Fintelekt Advisory Services and the Asian Bankers Association presented the webinar on Business Compliance on May 3, 2023. More than 650 participants from across 40+ countries were registered.
Shirish Pathak, Managing Director, Fintelekt Advisory Services hosted the webinar, with speakers Boren Kork, Chief Legal & Compliance Officer from J Trust Royal Bank, Cambodia, Md. Abdullah Al Mamun, Deputy Managing Director from Dutch-Bangla Bank, Bangladesh and Noel Christopher Casuncad, Chief Compliance Officer & Head of Legal from Starpay Corporation, Philippines.
Shirish: Business teams are the first line of defence, and need to be aware of AML/CFT regulations of the country they operate in.
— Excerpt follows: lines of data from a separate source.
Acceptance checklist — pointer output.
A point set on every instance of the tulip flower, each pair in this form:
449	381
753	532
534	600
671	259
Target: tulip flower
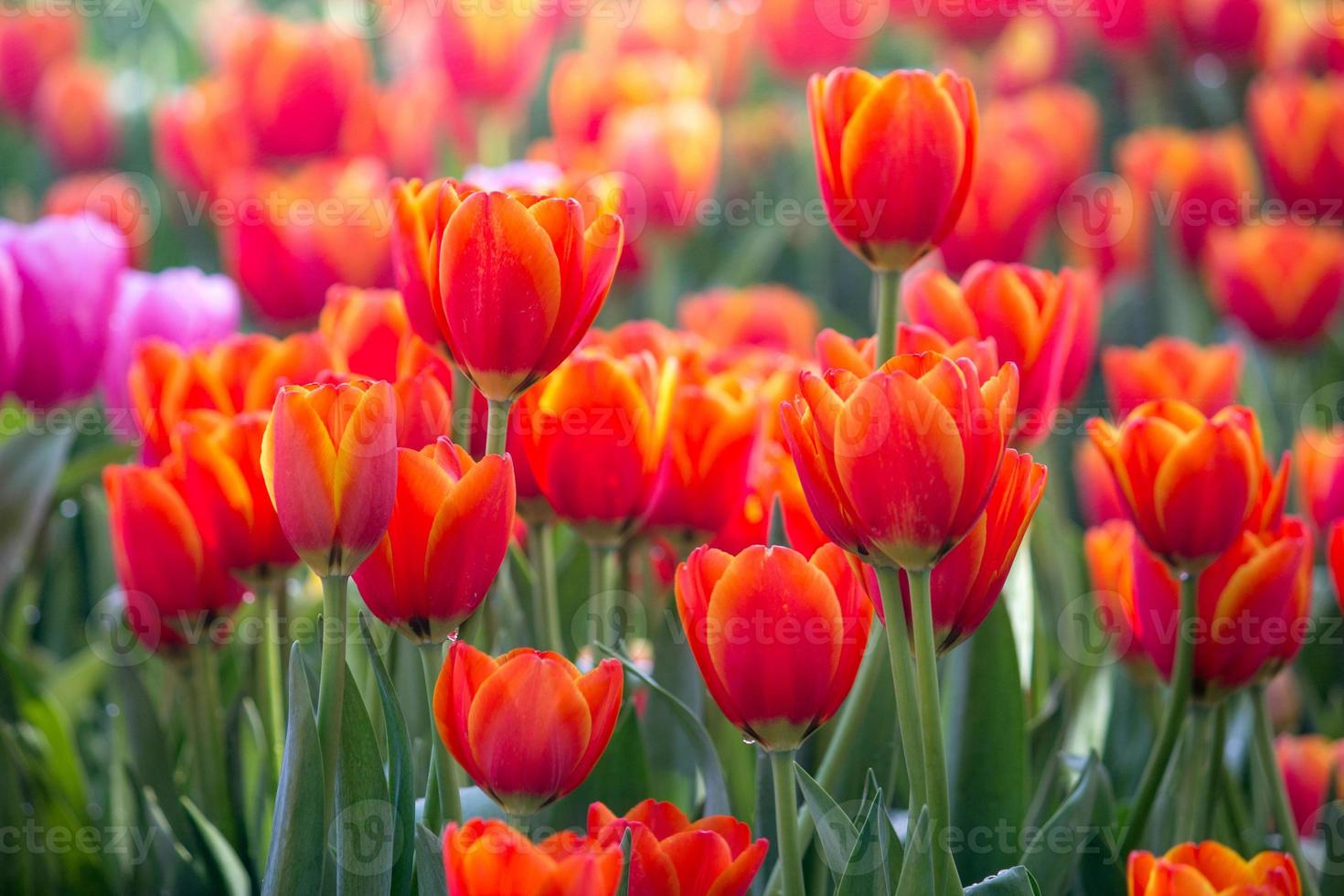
1296	121
68	272
711	437
179	305
174	577
1172	368
1320	475
1310	767
491	859
966	581
1211	868
546	280
33	40
669	853
900	465
895	157
1253	606
73	117
445	541
1189	481
1283	283
527	727
1031	315
595	437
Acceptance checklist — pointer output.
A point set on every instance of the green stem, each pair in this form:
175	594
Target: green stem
496	432
1169	731
930	721
786	821
443	801
887	283
1277	792
331	687
903	680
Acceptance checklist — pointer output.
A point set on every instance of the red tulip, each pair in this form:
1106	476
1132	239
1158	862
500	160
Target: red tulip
527	727
778	638
445	541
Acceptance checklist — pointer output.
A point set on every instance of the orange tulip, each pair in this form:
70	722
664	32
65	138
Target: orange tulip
711	437
1032	316
1168	367
1253	609
174	577
1298	123
1284	283
895	157
714	856
74	119
966	581
545	277
1191	869
527	727
595	435
777	637
491	859
1189	483
329	461
445	541
898	466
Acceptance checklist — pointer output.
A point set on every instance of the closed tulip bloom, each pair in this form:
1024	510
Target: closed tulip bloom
174	575
329	461
514	283
527	727
1253	609
180	305
674	856
1283	283
1031	315
595	438
1192	869
68	272
895	157
898	466
711	437
1189	483
1318	455
1169	367
443	544
777	637
968	581
491	859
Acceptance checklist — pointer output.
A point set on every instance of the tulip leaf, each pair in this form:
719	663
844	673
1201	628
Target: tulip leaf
297	847
431	879
715	786
400	770
31	463
837	832
222	859
1014	881
362	830
917	870
987	744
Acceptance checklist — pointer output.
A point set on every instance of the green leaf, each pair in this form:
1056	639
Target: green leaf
223	860
31	464
429	864
400	769
835	830
297	847
362	830
987	744
1015	881
707	758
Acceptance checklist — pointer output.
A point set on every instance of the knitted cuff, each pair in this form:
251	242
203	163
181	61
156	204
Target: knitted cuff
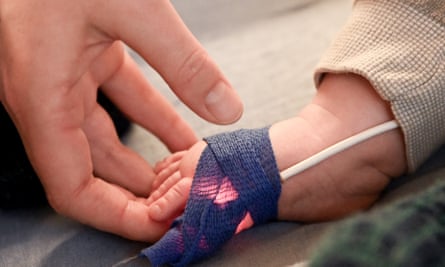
398	47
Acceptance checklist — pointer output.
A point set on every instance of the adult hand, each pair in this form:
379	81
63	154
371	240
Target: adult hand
54	54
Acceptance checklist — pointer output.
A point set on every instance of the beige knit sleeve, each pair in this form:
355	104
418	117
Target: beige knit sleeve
399	46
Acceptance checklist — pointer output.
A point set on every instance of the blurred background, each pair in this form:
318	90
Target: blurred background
268	51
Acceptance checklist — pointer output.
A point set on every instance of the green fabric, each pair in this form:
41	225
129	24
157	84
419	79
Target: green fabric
408	233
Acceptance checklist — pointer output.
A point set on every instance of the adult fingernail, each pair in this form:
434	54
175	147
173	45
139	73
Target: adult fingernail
224	104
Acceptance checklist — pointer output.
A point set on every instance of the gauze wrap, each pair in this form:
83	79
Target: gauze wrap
236	180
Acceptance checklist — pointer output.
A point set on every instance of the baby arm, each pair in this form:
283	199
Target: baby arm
345	104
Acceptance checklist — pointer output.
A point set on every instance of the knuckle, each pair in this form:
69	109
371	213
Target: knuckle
192	65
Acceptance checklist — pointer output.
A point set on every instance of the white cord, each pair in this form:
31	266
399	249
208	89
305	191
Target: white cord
337	148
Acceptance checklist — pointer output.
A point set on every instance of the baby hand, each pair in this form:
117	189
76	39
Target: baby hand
172	186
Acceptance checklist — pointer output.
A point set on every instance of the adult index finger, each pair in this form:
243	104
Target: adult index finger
154	29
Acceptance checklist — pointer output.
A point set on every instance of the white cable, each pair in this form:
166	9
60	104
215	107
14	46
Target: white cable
337	148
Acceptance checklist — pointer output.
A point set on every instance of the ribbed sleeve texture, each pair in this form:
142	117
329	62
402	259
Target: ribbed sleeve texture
399	46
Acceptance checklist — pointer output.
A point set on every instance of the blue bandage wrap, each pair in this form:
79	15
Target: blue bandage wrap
236	178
Whether organisations operate locally or globally, how should the customer-facing staff keep up with the ever-changing regulatory landscape and help the organisation stay compliant?
Boren: Everyone including the front line should be fully aware of the law. Claiming ignorance of regulations after committing a wrongdoing is not acceptable. Moreover, someone should be watching the activities in the organisation, and that ‘someone’ should be the compliance team. The key role of compliance is to keep the organisation updated about the regulations and provide regular reminders about the institution’s obligations to stay compliant.
“Business is a lot like driving. If you don’t understand the rules and regulations and don’t follow the general principle, the result will be chaos.”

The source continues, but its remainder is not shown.